Installation for Spark
Follow instructions on spark doc:
- https://spark.apache.org/docs/latest/configuration.html#inheriting-hadoop-cluster-configuration
- https://spark.apache.org/docs/latest/configuration.html#custom-hadoophive-configuration
installation inheriting from Hadoop cluster configuration
Inheriting from Hadoop cluster configuration should be the easiest way.
To make these files visible to Spark, set HADOOP_CONF_DIR in $SPARK_HOME/conf/spark-env.sh to a location containing the configuration file core-site.xml
, usually /etc/hadoop/conf
installation not inheriting from Hadoop cluster configuration
Copy the seaweedfs-hadoop2-client-x.x.x.jar to all executor machines.

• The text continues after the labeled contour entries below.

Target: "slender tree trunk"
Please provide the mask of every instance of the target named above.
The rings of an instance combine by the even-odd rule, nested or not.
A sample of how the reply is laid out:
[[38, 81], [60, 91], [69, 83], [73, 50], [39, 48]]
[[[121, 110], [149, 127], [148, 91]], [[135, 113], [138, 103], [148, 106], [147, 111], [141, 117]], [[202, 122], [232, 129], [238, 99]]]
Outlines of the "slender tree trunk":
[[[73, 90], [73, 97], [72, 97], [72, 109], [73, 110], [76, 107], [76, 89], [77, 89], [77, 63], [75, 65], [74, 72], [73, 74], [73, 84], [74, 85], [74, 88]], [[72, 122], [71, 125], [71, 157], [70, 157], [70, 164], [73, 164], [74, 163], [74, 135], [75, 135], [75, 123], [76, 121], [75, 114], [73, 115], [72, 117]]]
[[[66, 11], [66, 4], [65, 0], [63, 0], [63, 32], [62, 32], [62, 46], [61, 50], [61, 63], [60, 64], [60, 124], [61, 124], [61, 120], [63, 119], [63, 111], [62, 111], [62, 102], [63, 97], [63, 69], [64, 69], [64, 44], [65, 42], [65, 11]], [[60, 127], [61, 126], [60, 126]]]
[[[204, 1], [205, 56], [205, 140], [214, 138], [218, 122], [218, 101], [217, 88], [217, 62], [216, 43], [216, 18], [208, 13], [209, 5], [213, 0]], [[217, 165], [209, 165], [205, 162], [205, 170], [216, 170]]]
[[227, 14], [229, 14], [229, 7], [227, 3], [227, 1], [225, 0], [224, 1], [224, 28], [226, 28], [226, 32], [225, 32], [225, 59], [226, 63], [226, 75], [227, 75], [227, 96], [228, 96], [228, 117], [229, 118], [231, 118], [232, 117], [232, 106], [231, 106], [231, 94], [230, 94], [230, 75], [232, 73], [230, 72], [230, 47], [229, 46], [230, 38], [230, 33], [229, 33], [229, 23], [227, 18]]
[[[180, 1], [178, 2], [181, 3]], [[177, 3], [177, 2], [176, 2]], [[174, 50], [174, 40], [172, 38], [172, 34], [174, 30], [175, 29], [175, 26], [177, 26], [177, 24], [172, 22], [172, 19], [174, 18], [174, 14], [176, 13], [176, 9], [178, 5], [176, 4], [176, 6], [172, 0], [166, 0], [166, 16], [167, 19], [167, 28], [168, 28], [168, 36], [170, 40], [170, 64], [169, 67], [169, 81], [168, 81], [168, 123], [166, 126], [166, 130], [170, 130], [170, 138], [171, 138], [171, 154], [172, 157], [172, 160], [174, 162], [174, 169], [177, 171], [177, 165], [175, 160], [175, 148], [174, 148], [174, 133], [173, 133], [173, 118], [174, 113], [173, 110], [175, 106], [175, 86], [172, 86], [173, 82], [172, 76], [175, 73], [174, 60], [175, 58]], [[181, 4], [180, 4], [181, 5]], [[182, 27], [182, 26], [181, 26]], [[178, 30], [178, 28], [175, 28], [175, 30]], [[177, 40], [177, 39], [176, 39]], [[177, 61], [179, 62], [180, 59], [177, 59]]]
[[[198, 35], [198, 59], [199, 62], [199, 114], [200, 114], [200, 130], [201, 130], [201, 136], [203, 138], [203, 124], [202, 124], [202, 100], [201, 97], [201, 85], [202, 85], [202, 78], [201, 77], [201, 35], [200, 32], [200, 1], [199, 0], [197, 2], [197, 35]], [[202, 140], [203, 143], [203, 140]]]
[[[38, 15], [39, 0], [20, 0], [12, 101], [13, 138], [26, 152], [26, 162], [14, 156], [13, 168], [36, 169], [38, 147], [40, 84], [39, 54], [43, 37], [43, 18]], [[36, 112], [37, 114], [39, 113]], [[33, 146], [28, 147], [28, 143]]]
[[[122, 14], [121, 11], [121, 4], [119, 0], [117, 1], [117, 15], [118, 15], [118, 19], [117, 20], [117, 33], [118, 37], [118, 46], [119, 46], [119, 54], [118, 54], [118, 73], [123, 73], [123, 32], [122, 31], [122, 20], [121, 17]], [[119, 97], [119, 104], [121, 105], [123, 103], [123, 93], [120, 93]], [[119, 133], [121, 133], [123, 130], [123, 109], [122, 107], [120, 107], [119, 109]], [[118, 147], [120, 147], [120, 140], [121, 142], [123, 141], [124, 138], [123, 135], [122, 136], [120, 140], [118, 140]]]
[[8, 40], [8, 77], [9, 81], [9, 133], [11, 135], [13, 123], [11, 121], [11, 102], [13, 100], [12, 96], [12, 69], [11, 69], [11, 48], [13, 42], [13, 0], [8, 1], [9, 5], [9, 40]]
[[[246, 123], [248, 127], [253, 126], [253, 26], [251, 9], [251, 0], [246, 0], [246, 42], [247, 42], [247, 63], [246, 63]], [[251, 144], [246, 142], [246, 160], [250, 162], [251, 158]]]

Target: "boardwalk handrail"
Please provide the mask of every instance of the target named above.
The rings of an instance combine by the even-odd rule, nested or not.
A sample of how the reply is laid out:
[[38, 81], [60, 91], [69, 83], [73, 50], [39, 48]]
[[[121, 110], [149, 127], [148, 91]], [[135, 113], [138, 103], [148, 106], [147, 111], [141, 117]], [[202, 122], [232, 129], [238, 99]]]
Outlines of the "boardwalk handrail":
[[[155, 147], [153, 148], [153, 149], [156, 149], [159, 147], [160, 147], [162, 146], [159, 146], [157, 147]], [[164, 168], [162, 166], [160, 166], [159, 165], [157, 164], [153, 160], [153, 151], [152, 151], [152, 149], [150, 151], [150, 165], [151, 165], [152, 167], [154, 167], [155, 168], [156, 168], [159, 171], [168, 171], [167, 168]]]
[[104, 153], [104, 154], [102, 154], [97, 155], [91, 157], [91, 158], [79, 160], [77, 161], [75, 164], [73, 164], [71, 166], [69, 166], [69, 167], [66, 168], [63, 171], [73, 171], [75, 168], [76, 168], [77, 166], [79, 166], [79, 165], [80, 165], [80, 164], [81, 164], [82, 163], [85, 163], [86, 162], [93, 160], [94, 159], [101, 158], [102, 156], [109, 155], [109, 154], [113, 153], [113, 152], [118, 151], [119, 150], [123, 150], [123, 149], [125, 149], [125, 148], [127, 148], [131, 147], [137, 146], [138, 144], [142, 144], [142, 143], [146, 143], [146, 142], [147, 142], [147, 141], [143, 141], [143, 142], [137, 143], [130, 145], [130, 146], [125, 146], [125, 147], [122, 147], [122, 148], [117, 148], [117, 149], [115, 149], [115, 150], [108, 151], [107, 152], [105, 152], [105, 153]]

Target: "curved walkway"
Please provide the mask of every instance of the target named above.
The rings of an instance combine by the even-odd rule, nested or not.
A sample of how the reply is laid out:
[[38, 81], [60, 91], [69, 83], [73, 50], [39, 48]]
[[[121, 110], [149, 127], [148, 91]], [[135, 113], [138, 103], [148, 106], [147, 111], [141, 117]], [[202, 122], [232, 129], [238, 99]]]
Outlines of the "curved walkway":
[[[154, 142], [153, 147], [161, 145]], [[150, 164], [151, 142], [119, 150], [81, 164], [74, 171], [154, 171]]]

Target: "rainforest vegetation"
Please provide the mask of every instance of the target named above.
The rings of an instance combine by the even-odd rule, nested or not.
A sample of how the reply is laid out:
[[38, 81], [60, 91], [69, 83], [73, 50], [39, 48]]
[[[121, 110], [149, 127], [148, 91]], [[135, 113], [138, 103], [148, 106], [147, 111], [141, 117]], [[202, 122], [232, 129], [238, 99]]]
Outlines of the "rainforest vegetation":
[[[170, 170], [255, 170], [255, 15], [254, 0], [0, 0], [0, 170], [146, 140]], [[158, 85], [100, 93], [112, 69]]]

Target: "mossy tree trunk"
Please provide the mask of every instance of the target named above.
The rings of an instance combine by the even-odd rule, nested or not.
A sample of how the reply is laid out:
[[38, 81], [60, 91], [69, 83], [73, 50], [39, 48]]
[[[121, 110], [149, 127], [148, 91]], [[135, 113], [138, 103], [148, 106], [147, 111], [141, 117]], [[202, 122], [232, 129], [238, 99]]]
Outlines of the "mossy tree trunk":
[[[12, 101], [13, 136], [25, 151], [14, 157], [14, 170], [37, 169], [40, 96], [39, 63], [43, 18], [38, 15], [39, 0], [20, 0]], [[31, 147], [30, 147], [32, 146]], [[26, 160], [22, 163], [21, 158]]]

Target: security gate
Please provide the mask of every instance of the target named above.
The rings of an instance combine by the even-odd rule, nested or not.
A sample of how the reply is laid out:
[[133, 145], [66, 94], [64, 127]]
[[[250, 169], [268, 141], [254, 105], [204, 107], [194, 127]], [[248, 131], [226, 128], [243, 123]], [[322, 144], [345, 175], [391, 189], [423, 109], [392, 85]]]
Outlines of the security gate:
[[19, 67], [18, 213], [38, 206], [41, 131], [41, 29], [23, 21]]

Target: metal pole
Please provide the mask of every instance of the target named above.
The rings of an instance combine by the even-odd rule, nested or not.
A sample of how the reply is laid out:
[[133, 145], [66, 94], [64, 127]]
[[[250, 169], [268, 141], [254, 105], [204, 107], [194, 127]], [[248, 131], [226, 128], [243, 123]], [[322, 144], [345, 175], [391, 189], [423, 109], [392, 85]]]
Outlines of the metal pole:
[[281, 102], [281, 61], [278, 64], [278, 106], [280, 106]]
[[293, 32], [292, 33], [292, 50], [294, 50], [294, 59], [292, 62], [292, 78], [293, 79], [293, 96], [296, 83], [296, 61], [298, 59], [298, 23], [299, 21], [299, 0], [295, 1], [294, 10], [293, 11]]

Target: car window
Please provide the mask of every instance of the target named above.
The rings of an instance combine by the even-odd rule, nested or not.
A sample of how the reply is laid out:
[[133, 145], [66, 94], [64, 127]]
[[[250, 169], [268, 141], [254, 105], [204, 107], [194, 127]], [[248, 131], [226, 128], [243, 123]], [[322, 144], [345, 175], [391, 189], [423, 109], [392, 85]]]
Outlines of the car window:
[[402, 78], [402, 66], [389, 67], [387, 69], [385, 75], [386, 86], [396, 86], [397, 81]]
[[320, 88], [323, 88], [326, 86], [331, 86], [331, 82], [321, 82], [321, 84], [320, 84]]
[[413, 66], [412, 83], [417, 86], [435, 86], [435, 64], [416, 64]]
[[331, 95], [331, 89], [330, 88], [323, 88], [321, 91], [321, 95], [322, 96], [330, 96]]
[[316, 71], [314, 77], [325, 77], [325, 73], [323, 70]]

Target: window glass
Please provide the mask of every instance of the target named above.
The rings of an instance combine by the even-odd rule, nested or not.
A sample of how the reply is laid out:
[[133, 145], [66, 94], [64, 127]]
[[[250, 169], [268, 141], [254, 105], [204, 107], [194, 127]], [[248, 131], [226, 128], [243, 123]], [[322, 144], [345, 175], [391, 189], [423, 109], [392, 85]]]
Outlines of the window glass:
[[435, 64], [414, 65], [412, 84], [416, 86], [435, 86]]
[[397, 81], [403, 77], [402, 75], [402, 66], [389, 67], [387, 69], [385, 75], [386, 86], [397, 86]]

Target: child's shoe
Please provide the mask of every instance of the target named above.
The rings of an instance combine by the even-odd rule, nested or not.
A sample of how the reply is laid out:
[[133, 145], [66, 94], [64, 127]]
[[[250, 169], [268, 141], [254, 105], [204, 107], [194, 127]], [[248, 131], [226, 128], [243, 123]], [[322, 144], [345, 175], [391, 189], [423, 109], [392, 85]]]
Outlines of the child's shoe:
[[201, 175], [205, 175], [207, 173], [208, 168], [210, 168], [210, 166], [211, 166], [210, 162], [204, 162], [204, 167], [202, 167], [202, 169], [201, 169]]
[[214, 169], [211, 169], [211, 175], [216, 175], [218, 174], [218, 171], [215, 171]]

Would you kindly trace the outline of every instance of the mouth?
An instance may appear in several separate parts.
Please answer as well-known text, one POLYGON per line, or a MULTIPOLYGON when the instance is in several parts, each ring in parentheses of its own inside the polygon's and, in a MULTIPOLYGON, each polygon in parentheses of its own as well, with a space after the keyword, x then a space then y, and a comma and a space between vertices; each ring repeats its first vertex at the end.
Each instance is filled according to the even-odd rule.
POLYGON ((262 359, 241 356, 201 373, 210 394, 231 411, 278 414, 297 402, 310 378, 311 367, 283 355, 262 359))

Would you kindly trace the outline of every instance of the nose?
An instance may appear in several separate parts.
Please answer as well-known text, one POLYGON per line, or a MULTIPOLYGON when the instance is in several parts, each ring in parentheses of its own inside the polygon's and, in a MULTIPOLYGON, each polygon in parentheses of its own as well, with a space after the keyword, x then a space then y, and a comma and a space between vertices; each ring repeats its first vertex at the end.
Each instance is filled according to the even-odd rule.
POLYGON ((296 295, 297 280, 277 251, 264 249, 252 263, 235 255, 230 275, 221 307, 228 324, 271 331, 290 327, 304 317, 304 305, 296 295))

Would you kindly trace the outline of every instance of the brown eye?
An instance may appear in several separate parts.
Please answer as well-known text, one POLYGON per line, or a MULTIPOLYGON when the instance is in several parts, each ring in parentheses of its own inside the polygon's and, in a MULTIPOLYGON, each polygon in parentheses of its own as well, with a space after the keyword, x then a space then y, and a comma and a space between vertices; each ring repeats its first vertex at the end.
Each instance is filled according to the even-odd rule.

Add the following to spark/conf/spark-defaults.conf on every node running Spark
spark.driver.extraClassPath /path/to/seaweedfs-hadoop2-client-x.x.x.jar
spark.executor.extraClassPath /path/to/seaweedfs-hadoop2-client-x.x.x.jar
And modify the configuration at runntime:
./bin/spark-submit \
--name "My app" \
--master local[4] \
--conf spark.eventLog.enabled=false \
--conf "spark.executor.extraJavaOptions=-XX:+PrintGCDetails -XX:+PrintGCTimeStamps" \
--conf spark.hadoop.fs.seaweedfs.impl=seaweed.hdfs.SeaweedFileSystem \
--conf spark.hadoop.fs.defaultFS=seaweedfs://localhost:8888 \
myApp.jar